Continuous Integration at FreshBooks
Before our new pipeline we were running on an older version of Jenkins, using an old unintuitive UI, executing ~1500 E2E (full browser) tests in 1 to 1.25 hrs (variability due to unstable tests). After updating Jenkins, making some stability improvements, and some adjustments to our instance sizes we were able to bring our pipeline down to 13–20 mins while adding 400 more E2E tests. Gotta go fast!
At FreshBooks we build highly interactive applications, with synchronous requests, asynchronous requests, 3rd party dependent requests, all backed by an micro-(ish)-service architecture.
We try to break up applications based on business domains so we can limit the size of changes when shipping new versions of our applications. At present we have a little over a dozen services explicitly impacting the core functioning of our product, with most of them shipping multiple times a day.
On the front end we have several consumers: our iOS app, our Android app, our Chrome Extension, our FreshBooks Classic app, but our main front end is our Single Page Application for New FreshBooks. The vast majority of our feature work goes into developing this platform, but since we’re developing at such a frequent pace, it is hard to manage stability between several contributors merging to a single repository; all the web developers at FreshBooks are Full Stack Devs.
To solve this problem, we have a Continuous Integration (CI) pipeline that runs on all of our applications. There are some minor variations depending on the service’s scope of concerns, but essentially they have the following stages:
The CI Pipeline
1. Lint rules review
2. Containerization & Packaging (Docker Image)
3. Dependencies Security Audit
4. Unit/API IntegrationTests
5. E2E Testing (full browser interaction tests using Chrome headless)
6. Documentation & Deployment
The critical path of the pipeline is:
Packaging (0.2–3 mins) ➡ E2E Tests (10–12 mins) ➡ Deployment (2–5 mins)
Lint Review
The lint bot is actually super helpful because sometimes my IDE of choice silently fails loading the lint checker, and I end up committing some ugly stuff. The bot very politely and succinctly notifies me of all my failings. This allows us to maintain a very clean and consistent looking codebase while freeing reviewers to focus on actually understanding the introduced changes.
We were previously using a bespoke application to do this for us, but we’re going to be moving towards using stickler-ci, or black for our python apps.

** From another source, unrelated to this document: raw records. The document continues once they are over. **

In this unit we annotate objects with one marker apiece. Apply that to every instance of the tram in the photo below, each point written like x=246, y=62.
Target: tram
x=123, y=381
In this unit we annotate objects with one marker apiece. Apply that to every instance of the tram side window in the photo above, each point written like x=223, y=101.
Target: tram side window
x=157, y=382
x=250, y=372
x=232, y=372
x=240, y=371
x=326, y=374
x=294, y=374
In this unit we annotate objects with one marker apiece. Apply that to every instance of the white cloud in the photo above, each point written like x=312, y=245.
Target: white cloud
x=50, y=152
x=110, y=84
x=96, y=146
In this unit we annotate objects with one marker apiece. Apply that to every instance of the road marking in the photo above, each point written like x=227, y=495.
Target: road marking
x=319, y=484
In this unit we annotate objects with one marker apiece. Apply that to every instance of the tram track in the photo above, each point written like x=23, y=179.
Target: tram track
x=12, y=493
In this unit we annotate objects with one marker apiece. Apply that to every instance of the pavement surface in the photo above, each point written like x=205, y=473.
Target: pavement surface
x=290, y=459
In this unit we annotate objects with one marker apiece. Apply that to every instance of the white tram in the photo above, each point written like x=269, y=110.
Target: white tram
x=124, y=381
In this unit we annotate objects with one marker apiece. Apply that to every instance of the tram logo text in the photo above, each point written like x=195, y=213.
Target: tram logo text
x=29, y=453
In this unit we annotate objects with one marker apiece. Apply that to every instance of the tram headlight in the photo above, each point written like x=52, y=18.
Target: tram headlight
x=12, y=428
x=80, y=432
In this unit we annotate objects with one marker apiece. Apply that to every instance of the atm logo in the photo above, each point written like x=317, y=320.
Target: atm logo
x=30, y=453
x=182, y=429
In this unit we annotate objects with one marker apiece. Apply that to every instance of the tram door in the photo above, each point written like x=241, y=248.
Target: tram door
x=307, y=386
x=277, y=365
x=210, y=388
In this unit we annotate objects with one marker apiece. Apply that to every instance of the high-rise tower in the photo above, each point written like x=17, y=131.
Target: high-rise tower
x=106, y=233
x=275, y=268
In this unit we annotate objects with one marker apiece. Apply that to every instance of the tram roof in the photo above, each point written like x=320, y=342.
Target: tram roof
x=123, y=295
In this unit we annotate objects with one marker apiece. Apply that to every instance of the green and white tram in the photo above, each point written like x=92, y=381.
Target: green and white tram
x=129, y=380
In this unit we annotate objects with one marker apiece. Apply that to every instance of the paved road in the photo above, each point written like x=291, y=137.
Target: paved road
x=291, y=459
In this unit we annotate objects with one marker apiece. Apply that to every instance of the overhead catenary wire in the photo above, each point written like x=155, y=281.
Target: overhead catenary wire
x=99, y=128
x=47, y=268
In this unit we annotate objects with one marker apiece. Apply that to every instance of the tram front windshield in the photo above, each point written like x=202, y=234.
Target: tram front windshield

Containerization & Packaging
Since we are building our image from scratch with the latest dependencies, our packaging can be quite time-consuming. Our backend applications are built on either Ubuntu or Alpine Linux, and have some extra libraries installed to enable native extensions of our app dependencies (like the python mysqlclient
library). After setting up the OS environment, we install our application dependencies (i.e. pip install
) as a separate Docker build step. We do this before mounting the application code because Docker caches build steps for more efficient builds. This is a Docker best practice because the dependencies are less likely to change than the source code, so by installing the requirements with a cached layer we can save some bandwidth and more importantly time! Once the Docker image is built, it is tagged with the git SHA and uploaded to our container repository to be consumed by later stages of the build.
Since we use dynamic languages there isn’t any need to compile code; the application installation stage takes seconds. It’s actually the installation of dependencies that takes the lion’s share of our build time. We try to limit this impact by caching docker images on our build nodes so when Docker builds the a new container, and there have been no changes to the dependencies, it will simply reuse the cached container layer to build the new image. That is why this stage can vary between 10 seconds and 3 minutes.
Unit/API Integration Tests
Unit Testing is great, because it runs quickly and tells you why it failed specifically (usually). We use a combination of unit tests and API Integration tests with a bias towards integration. Having a comprehensive coverage of our API surface allows us to be more confident in spitting services away from our legacy monolithic application, since the primary mode of consumption of these services are via RESTful HTTP endpoints. These tests are also useful for documenting the behaviours expected of the service being updated, allowing the PR reviewers to verify and comment on the scenarios being captured.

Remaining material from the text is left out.